In my book Grief Worlds, I develop the view that loved ones who have died can continue to affect us in this sort of way. On occasion, our surroundings may look just as they did when we were with them. The person’s presence is not fully localised, like the presence of a nearby material object. Rather, it shapes how we experience and relate to the surrounding world as a whole. Such experiences need not occur only sporadically. One’s whole life can be shaped by a continuing connection, which permeates one’s experiences, thoughts, and activities.

“I can ALWAYS feel his presence – he is with me everywhere I go – he is part of me and always will be. I don't believe in afterlife or ghosts or anything like that, but I can really feel that he is here with me all the time. He was so much part of my life that I feel I have sort of become him in a way – his wonderful way of thinking, of seeing life clearly, his humanity, his kindness and generosity – he is still here in me.”

Sometimes, there is an experience of ongoing interaction.
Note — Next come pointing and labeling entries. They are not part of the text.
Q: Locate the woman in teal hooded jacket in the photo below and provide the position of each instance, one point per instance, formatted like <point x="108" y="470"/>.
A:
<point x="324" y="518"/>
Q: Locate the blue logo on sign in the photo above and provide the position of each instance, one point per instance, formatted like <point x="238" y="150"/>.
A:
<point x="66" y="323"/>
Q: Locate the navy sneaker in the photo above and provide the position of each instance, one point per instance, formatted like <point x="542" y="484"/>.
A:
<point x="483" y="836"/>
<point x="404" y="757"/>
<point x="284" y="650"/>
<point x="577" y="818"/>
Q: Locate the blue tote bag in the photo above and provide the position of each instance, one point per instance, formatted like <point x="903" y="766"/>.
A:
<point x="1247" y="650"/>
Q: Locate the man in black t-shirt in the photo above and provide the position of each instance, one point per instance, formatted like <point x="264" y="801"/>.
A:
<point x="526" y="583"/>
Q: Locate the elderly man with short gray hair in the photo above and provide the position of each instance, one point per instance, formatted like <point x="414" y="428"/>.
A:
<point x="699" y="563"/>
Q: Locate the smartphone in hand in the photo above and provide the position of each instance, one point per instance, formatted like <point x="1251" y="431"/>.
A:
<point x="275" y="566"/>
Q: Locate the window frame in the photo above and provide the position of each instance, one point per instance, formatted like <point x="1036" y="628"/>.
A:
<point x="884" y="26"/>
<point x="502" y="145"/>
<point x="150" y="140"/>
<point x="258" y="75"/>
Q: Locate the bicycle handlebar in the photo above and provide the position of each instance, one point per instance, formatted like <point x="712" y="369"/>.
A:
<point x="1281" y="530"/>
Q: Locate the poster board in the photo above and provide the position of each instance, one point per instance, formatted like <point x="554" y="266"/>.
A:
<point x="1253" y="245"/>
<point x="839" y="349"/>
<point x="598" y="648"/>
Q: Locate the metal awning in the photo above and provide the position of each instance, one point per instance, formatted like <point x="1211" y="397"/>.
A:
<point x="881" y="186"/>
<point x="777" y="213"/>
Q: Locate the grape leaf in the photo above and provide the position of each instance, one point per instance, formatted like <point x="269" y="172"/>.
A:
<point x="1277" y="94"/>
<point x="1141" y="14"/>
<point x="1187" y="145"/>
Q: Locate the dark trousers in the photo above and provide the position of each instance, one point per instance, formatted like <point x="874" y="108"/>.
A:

Or the person may carry on as part of oneself: “An internal connection. That’s where he continues. A very positive and comforting feeling”.

Or the connection may be mainly in memory: “She lives in me, in my memories of her and the intricacy of how we were together”. And, for some of us, there is no enduring connection, whether we seek it or not: “I feel strongly that she has absolutely gone”.

When responding to our own experiences and those of others, it can be helpful to know that those of us who are grieving continue – in all sorts of different ways – to encounter and feel connected to people who have died. There is no single, right way in which this happens.

So there is a need to be careful when interpreting experiences of personal presence. Many of these are not a matter of hallucination, illusion, of misrecognition. They instead consist in a sense or feeling of connection. Such connections matter to us in lots of different ways, often forming an important and ongoing part of our lives.